At what stage do you conduct logic? (for example, for the recognition of a photo of a male blue jacket, a cascade of queries is performed: "recognizing men" -> "recognizing the jacket" -> "recognizing the color of the jacket.")

Does it make sense to implement all search options within a single neural network or is it better to create a set of individual neuronets that are confined to fairly simple tasks?


2 Answers 2


That is one of the good example for research. Personally, I prefer to segment out all the desired outputs at once. Then, check the success rate. If you cannot hit the success rate that you desire, you can go for more specific solutions for the specific problem that you face.

However, in general, the localization, segmentation, recognition are implemented in same network and are obtained all-at-once.


I would use a single network:

The essence of the question is whether or not doing all the classification work at once is more efficient than running individual classifiers for each stage.

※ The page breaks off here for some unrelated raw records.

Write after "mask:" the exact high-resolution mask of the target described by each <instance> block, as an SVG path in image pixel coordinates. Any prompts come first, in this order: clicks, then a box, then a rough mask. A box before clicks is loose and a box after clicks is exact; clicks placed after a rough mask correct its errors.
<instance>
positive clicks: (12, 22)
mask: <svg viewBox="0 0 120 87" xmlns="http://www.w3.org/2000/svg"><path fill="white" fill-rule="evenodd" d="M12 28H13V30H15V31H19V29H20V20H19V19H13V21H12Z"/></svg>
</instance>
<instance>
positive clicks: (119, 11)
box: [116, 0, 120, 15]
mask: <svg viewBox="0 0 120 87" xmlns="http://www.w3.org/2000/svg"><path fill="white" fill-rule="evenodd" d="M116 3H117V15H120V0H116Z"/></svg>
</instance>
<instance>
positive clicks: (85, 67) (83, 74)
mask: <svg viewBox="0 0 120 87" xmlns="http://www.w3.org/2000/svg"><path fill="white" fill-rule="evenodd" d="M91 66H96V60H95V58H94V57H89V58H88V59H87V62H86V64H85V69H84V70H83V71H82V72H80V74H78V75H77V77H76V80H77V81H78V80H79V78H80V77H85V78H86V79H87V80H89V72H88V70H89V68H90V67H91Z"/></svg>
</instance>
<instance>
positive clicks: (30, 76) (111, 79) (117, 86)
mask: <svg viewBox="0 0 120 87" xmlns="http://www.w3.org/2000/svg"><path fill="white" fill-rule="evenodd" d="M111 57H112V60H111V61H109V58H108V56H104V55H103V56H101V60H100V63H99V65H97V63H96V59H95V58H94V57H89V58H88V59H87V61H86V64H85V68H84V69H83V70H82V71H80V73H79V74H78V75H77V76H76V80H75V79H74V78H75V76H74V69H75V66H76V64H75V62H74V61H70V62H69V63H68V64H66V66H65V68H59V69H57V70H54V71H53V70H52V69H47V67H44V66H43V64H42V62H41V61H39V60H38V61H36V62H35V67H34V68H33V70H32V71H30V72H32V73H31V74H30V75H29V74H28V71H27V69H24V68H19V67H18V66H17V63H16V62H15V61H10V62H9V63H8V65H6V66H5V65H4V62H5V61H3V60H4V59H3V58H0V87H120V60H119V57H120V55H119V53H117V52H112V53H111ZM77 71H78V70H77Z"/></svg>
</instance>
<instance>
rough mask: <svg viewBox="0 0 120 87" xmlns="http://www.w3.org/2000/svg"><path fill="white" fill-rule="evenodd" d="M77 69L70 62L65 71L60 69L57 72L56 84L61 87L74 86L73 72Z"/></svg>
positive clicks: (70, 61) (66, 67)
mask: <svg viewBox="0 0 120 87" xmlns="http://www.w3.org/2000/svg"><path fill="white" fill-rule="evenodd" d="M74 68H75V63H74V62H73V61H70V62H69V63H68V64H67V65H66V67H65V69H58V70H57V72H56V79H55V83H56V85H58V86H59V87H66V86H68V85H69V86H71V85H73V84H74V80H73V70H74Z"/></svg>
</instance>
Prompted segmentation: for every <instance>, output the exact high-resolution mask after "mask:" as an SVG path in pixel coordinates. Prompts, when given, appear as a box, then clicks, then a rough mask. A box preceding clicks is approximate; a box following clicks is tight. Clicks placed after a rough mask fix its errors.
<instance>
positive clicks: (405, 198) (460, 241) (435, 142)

The recent "You Only Look Once" algorithm ("YOLO") is based on the fact that the convolutional networks can reuse a lot of the interim calculations if you combine them into one. Because of this, they are able to perform real-time object detection on images across thousands of classes.

You can express your hierarchical classifier with YOLO (man, jacket and jacket colour classes). Depending on your needs, you might want to model the jacket colour as a scalar output of an approximate R,G,B value for the colour rather than having named classes for the colours.

This everything-at-once implementation gives you runtime efficiencies for the inference step and much faster training since the classes share common abstractions in the earlier layers of the net.